Genetic Testing for Oculocutaneous Albinism Type 1 and 2 and Hermansky–Pudlak Syndrome Type 1 and 3 Mutations in Puerto Rico

Department of Pediatrics, University of Puerto Rico School of Medicine, San Juan, Puerto Rico.
Journal of Investigative Dermatology (Impact Factor: 7.22). 02/2006; 126(1):85-90. DOI: 10.1038/sj.jid.5700034
Source: PubMed


Hermansky-Pudlak syndrome (HPS) (MIM #203300) is a heterogeneous group of autosomal recessive disorders characterized by oculocutaneous albinism (OCA), bleeding tendency, and lysosomal dysfunction.

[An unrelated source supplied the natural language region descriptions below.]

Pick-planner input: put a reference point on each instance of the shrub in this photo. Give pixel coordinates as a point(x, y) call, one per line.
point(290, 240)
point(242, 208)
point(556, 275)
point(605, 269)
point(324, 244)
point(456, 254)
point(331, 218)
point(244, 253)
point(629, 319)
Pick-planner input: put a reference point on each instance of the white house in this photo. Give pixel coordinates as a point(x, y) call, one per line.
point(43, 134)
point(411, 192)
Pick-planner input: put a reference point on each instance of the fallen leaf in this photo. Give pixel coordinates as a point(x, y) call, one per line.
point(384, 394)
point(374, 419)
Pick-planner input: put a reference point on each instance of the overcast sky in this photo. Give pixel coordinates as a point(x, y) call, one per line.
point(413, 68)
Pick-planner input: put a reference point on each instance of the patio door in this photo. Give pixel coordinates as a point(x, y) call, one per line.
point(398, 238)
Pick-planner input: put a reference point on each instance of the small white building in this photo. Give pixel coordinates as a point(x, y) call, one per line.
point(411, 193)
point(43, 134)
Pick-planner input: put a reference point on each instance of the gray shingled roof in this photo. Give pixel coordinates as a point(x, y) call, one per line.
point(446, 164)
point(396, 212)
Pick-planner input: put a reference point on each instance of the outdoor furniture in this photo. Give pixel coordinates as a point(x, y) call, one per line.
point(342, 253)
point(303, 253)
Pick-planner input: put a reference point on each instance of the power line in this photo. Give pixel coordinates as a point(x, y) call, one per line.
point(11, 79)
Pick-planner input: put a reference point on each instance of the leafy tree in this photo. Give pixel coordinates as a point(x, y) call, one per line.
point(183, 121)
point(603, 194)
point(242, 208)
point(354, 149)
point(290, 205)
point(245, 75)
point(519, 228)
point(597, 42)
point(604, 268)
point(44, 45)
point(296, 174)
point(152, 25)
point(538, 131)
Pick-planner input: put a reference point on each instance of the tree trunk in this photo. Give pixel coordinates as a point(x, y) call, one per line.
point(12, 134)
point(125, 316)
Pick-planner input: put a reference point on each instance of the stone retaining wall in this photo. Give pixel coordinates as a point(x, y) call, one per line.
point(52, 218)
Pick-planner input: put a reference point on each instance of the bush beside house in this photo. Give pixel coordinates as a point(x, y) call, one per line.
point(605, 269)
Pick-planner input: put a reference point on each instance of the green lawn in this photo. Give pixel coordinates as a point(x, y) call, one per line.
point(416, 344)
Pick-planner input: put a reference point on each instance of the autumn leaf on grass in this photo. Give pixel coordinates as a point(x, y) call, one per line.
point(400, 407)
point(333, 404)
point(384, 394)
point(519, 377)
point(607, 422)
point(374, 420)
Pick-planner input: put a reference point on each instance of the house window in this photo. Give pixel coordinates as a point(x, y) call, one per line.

HPS is very common in Puerto Rico (PR), particularly in the northwest part of the island, with a frequency of approximately 1:1,800. Two HPS genes and mutations have been identified in PR, a 16-base pair (bp) duplication in HPS1 and a 3,904-bp deletion in HPS3. In Puerto Ricans with more typical OCA, the most common mutation of the tyrosinase (TYR) (human tyrosinase (OCA1) gene) gene was G47D. We describe screening 229 Puerto Rican OCA patients for these mutations, and for mutations in the OCA2 gene. We found the HPS1 mutation in 42.8% of cases, the HPS3 deletion in 17%, the TYR G47D mutation in 3.0%, and a 2.4-kb deletion of the OCA2 gene in 1.3%. Among Puerto Rican newborns, the frequency of the HPS1 mutation is highest in northwest PR (1:21; 4.8%) and lower in central PR (1:64; 1.6%). The HPS3 gene deletion is most frequent in central PR (1:32; 3.1%). Our findings provide insights into the genetics of albinism and HPS in PR, and provide the basis for genetic screening for these disorders in this minority population.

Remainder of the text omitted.